Swego czasu US Army wpadła na genialny pomysł, żeby sfinansować powstawanie gier komputerowych, które realistycznie odzwierciedlają sytuację na polu walki. Najpierw powstał symulator oddziału piechoty, zwany "America's Army", w którym przechodzi się niemal całe szkolenie garnizonowe wraz z procedurami opatrywania rannych, blokowania krwotoków i oznaczania tego dla zaplecza medycznego. Podobną grę pod nazwą "Arma" stworzyła czeska firma. Szereg poznawanego wyposażenia i uzbrojenia jest obecnie na stanie NATO, na przykład wyrzutnie ręczne pocisków kierowanych - zarówno te z ciągnącym się kablem jak i sterowane droga radiową (bardziej zawodna wbrew pozorom). Niby nic, a już powoduje, że rekrut przychodzi z pewną wiedzą wstępną i wie co powinien w danej sytuacji robić.
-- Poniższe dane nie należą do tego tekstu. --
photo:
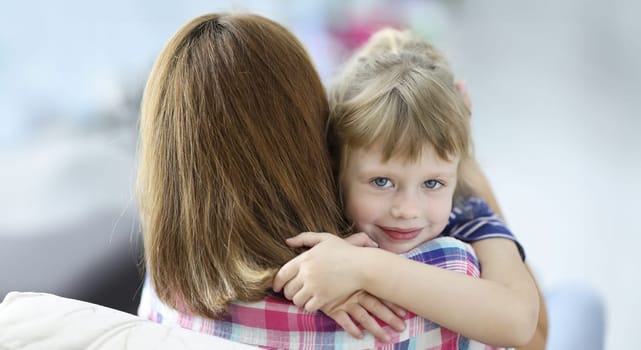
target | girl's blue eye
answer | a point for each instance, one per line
(432, 184)
(381, 182)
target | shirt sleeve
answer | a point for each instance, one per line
(473, 220)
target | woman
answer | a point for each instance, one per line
(233, 160)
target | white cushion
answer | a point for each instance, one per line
(46, 321)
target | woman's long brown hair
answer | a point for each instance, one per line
(233, 160)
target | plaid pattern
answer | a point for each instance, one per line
(275, 323)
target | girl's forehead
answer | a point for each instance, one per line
(400, 154)
(374, 155)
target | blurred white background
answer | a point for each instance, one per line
(555, 94)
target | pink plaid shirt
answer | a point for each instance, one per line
(275, 323)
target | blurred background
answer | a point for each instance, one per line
(554, 87)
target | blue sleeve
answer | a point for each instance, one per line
(472, 220)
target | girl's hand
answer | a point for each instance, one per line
(362, 307)
(326, 274)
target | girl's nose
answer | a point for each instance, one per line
(406, 207)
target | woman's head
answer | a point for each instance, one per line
(233, 160)
(397, 94)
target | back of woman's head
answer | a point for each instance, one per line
(233, 160)
(398, 92)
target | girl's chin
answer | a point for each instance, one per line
(397, 248)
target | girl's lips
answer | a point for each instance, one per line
(401, 234)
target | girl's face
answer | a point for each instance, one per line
(399, 204)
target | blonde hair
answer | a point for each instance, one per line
(233, 160)
(398, 92)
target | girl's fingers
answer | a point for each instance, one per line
(346, 322)
(285, 274)
(291, 288)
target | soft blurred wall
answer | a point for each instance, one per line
(555, 116)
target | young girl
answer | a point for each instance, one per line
(400, 132)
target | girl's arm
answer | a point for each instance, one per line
(497, 310)
(481, 186)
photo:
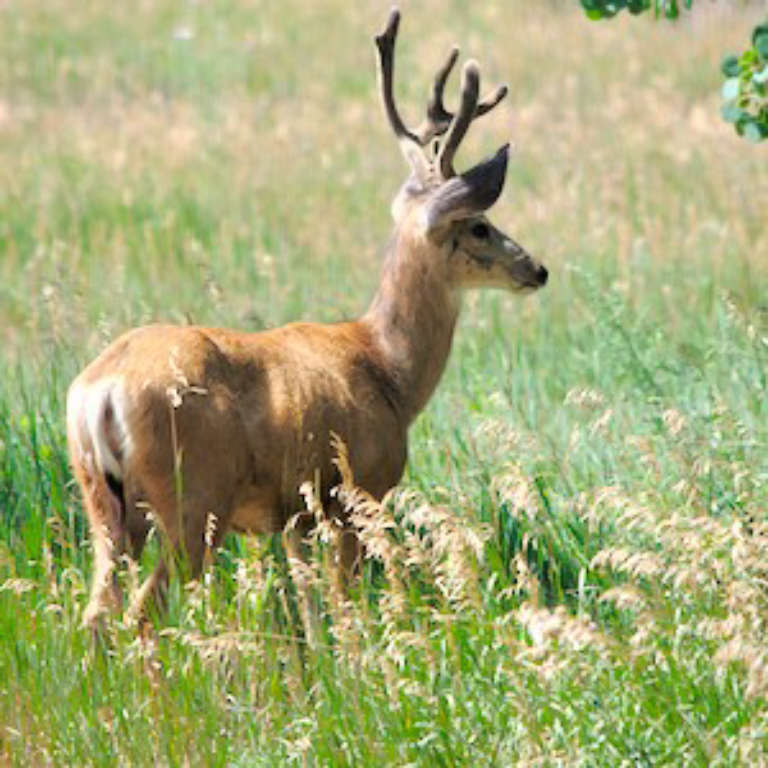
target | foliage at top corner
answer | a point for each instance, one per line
(745, 90)
(604, 9)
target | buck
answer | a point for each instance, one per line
(196, 423)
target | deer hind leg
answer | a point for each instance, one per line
(294, 534)
(181, 521)
(104, 509)
(348, 555)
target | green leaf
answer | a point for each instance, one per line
(731, 113)
(760, 41)
(761, 77)
(730, 66)
(730, 90)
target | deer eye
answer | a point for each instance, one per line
(480, 231)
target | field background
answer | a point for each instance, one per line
(576, 570)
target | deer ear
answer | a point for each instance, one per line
(466, 195)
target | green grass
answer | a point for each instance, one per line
(576, 565)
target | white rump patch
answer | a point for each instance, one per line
(96, 420)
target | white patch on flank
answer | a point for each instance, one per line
(96, 418)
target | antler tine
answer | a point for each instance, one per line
(470, 88)
(438, 117)
(385, 42)
(486, 105)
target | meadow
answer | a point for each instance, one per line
(574, 570)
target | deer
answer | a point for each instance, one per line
(197, 423)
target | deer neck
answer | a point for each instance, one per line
(412, 319)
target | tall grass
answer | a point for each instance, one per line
(573, 570)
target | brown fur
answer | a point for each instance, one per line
(192, 423)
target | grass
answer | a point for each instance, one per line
(573, 571)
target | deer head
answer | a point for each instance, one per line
(445, 208)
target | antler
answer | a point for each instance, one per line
(438, 119)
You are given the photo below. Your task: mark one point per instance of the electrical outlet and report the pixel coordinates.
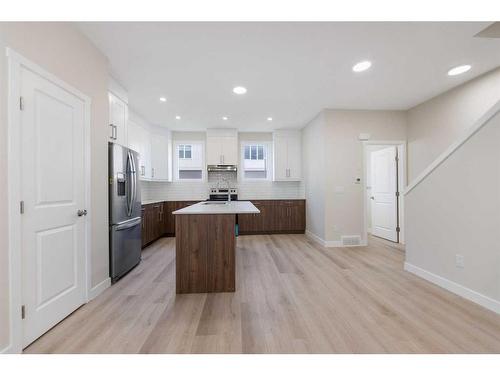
(459, 261)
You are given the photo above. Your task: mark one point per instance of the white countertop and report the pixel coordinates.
(214, 208)
(151, 201)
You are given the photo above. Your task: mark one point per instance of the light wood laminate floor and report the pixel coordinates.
(293, 296)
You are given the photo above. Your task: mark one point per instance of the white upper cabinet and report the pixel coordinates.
(140, 141)
(160, 158)
(118, 117)
(287, 155)
(222, 147)
(154, 148)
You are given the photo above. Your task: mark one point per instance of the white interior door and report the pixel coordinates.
(53, 190)
(384, 206)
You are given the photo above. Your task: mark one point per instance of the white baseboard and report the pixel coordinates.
(99, 288)
(462, 291)
(324, 243)
(333, 244)
(6, 350)
(315, 237)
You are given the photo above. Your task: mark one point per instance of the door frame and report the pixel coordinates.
(402, 182)
(14, 64)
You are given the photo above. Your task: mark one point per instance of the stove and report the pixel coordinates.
(220, 194)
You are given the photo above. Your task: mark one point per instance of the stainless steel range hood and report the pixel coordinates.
(222, 168)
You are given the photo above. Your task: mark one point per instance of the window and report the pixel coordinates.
(189, 163)
(185, 151)
(256, 161)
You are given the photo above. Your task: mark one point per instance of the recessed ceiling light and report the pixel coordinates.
(458, 70)
(361, 66)
(240, 90)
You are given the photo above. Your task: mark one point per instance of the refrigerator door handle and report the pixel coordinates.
(129, 183)
(128, 224)
(134, 179)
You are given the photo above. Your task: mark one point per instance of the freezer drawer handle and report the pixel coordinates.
(128, 225)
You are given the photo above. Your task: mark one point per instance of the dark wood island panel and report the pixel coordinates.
(205, 253)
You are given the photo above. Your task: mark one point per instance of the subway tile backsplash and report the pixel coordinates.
(178, 191)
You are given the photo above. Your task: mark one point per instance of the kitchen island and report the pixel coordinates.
(205, 244)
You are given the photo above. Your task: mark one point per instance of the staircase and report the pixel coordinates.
(452, 216)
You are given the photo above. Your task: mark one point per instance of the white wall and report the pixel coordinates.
(313, 167)
(333, 160)
(344, 198)
(437, 123)
(456, 210)
(62, 50)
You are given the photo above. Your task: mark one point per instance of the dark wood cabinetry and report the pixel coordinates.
(151, 222)
(276, 216)
(158, 221)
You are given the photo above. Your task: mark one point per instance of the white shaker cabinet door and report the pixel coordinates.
(159, 157)
(118, 116)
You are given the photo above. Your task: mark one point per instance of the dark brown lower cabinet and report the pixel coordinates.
(276, 216)
(205, 253)
(151, 222)
(158, 221)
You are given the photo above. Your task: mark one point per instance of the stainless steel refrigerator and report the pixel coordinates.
(124, 211)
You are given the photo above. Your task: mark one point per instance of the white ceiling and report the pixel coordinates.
(291, 70)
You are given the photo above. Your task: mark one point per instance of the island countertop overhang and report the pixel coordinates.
(219, 208)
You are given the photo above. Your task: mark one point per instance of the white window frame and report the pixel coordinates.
(184, 151)
(268, 157)
(175, 161)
Obecnie mamy symulator niemal każdego rodzaju sprzętu wojennego na świecie. Nie chodzi o to, żeby armata sfaulowała i ogłuszyła kilku kolesi ze studium wojskowego, by mieli co wspominać do końca życia. Chodzi o to, żeby człowiek w wojsku już mniej więcej wiedział co i jak. W ten sposób niemal wszyscy stają się rangerami i komandosami, którzy będą walczyć wszystkim co znajdą, a nie Szwejami szukającymi okopu i michy z ciepłą zupą.
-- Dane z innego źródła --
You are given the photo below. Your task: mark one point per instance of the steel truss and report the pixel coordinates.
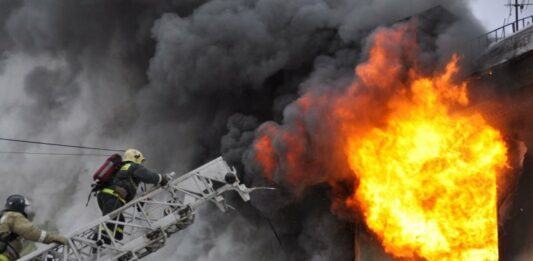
(150, 219)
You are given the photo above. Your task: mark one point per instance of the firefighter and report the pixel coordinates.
(15, 226)
(123, 188)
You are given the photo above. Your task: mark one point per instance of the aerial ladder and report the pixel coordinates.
(150, 219)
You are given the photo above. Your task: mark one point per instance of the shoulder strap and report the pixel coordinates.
(11, 236)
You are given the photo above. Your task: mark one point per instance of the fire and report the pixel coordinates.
(425, 169)
(427, 176)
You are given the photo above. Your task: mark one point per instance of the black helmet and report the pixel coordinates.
(16, 203)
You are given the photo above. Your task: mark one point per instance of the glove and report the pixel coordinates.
(59, 239)
(164, 180)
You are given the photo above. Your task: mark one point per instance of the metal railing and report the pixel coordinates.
(503, 32)
(149, 220)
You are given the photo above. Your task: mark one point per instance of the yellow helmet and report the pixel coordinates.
(133, 155)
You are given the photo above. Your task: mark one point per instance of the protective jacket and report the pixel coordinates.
(130, 175)
(14, 227)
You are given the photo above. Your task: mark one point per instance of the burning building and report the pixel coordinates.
(426, 157)
(382, 143)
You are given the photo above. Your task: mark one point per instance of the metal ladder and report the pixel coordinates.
(149, 219)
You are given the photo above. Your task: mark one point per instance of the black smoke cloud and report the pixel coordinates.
(185, 81)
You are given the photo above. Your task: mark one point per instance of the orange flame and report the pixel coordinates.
(427, 177)
(426, 171)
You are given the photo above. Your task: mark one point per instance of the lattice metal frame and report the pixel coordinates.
(150, 218)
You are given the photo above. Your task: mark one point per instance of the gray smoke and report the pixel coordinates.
(185, 81)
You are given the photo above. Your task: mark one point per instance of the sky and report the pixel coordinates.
(493, 13)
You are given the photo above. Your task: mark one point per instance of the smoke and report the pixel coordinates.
(186, 81)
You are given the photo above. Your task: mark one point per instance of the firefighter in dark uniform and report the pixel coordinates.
(123, 188)
(15, 226)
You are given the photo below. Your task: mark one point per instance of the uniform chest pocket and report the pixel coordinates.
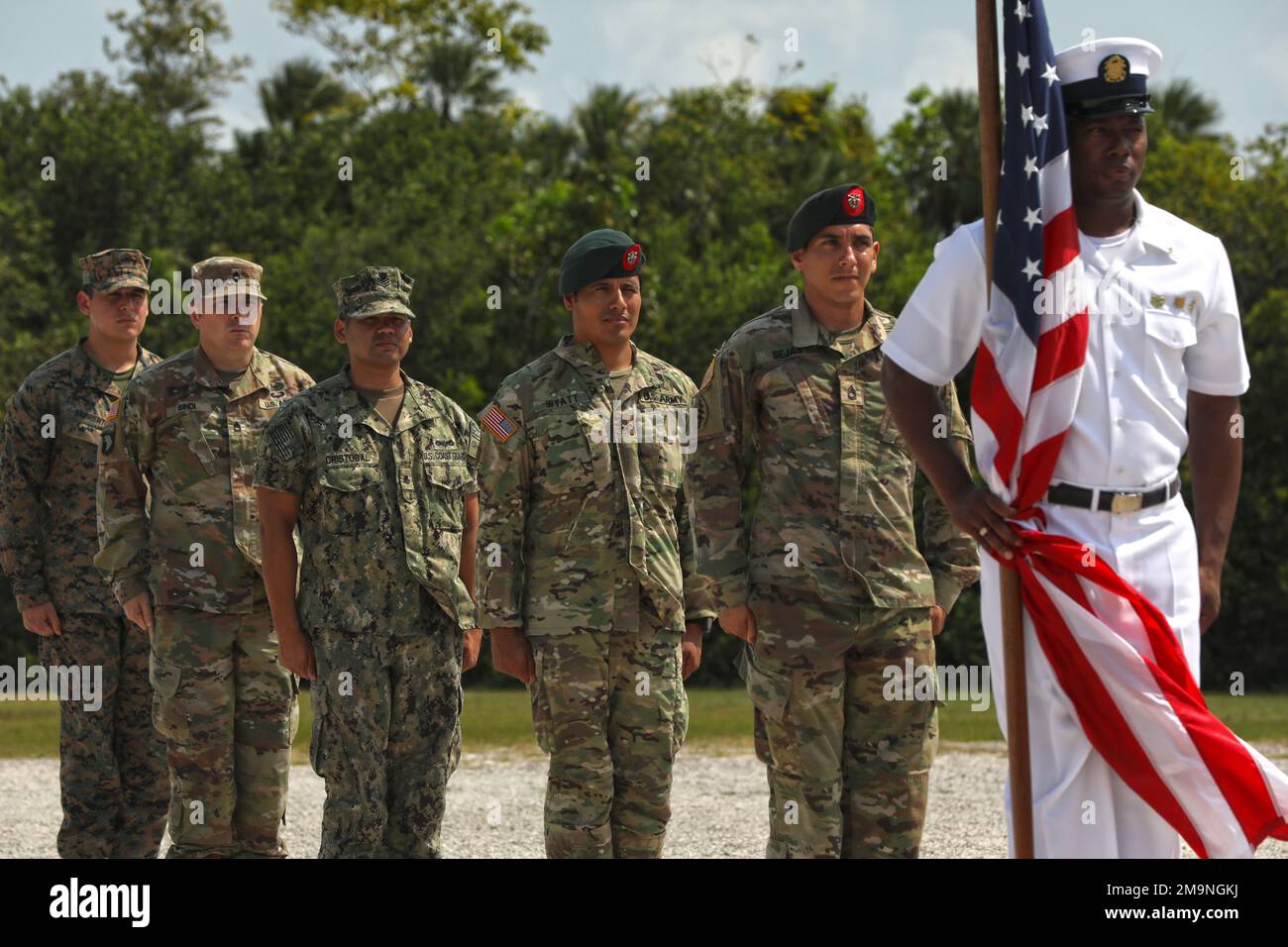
(571, 451)
(664, 433)
(797, 406)
(187, 442)
(446, 479)
(1172, 331)
(1164, 339)
(346, 476)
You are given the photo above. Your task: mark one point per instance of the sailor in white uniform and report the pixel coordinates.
(1164, 368)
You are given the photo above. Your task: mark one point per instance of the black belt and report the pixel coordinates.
(1112, 500)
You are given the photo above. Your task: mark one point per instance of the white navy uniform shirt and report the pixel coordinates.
(1166, 324)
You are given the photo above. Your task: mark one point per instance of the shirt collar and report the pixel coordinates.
(94, 375)
(357, 407)
(806, 330)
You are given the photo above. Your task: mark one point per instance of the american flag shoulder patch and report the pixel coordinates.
(282, 440)
(498, 423)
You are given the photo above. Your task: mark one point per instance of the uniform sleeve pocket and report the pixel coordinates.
(317, 738)
(348, 478)
(566, 462)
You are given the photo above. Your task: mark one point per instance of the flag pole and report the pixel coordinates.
(1013, 615)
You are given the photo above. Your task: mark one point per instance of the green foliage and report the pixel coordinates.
(478, 198)
(391, 48)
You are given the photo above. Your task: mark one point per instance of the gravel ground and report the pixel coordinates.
(493, 806)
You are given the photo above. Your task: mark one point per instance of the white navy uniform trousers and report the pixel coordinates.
(1163, 322)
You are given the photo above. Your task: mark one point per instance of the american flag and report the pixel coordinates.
(1113, 651)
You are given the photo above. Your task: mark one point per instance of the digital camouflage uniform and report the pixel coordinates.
(224, 703)
(115, 789)
(381, 521)
(832, 574)
(587, 545)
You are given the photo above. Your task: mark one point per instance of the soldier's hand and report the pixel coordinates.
(140, 611)
(295, 652)
(982, 514)
(513, 655)
(472, 646)
(42, 620)
(691, 650)
(739, 622)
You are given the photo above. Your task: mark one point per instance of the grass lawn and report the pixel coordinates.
(719, 718)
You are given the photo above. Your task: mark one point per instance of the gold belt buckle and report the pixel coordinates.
(1127, 502)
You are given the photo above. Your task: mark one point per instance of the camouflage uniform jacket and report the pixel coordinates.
(557, 488)
(835, 509)
(175, 497)
(48, 482)
(381, 509)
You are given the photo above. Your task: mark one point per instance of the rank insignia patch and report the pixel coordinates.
(854, 201)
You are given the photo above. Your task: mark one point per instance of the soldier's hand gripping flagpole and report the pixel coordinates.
(1013, 620)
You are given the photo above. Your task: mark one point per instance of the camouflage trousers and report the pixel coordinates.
(112, 774)
(610, 710)
(849, 771)
(228, 711)
(386, 737)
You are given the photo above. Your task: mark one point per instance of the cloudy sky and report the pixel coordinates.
(880, 50)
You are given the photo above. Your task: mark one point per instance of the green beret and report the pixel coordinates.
(844, 204)
(597, 256)
(374, 291)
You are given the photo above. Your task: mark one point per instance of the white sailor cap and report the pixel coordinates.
(1107, 76)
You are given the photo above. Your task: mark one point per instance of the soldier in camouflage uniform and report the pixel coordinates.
(828, 587)
(115, 789)
(588, 560)
(179, 528)
(378, 471)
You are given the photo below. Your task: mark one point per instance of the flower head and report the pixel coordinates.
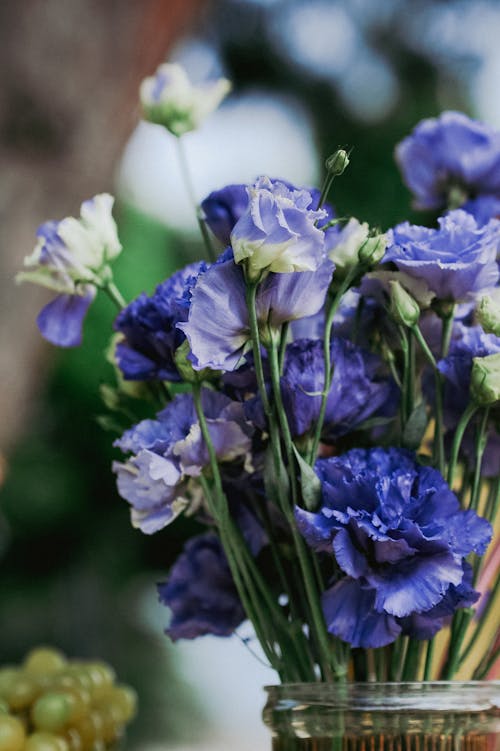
(149, 328)
(200, 592)
(397, 532)
(71, 258)
(278, 231)
(451, 153)
(218, 326)
(170, 99)
(169, 451)
(359, 387)
(457, 260)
Obrazek użytkownika gorylisko

21-11-2017 [13:52] - gorylisko | Link:

no, no, no...tiaaaa...jaaasneeee... qrka wodna...panie, róznica pomiedzy symulatorem a rzeczywistoscią jest duuuużaaaa...nawet baaaardzooo duuużaaaa... 
jak na polu walki taki czolg z tak "wyćwiczona załogą" oberwie...nie śmiertelnie tylko zostanie uszkodzony to co chłopcy zrobią ? restart kompa  i będzie cacy ?
gucio... wojna to wojna a nie gra video... na wojnie są obecne ból, strach, śmierć i krew... tego nie da się zasymulować... to trzeba przeżyć...
życie to nie gra video... wygra ten kto lepiej czuje rzeczywistość od najlepszych mistrzów, magików gier...

Obrazek użytkownika Imć Waszeć

21-11-2017 [16:48] - Imć Waszeć | Link:

To ile chce Pan wydać na szkolenie pojedynczego żołnierza np. z obsługi ręcznych wyrzutni pocisków kierowanych? Każdy pocisk to jeden złoty Mercedes. Dlatego państwo takie jak Polska nie może sobie pozwolić finansowo na szkolenie tylko i wyłącznie poligonowe i w realnych warunkach. Nikt na to nie może sobie pozwolić. Totalna wieszałaby się z zębami u szyi rządu nawet wtedy, gdyby ten zarządził danie każdemu żołnierzowi po cukierku krówce.

Symulować wojnę od strony bólu i zagrożenia? Nic trudnego, bo koledzy ze skoszarowanego oddziału szybko dojdą do wniosku, że trzeba by w ramach "szkolenia" powsadzać kotowi w odbyt nogę od taboretu i się w tym "wytrenuje". Faceci skupieni w dużych grupach już tak mają. Ale mówiąc o grach trzeba sięgnąć po fakty i badania.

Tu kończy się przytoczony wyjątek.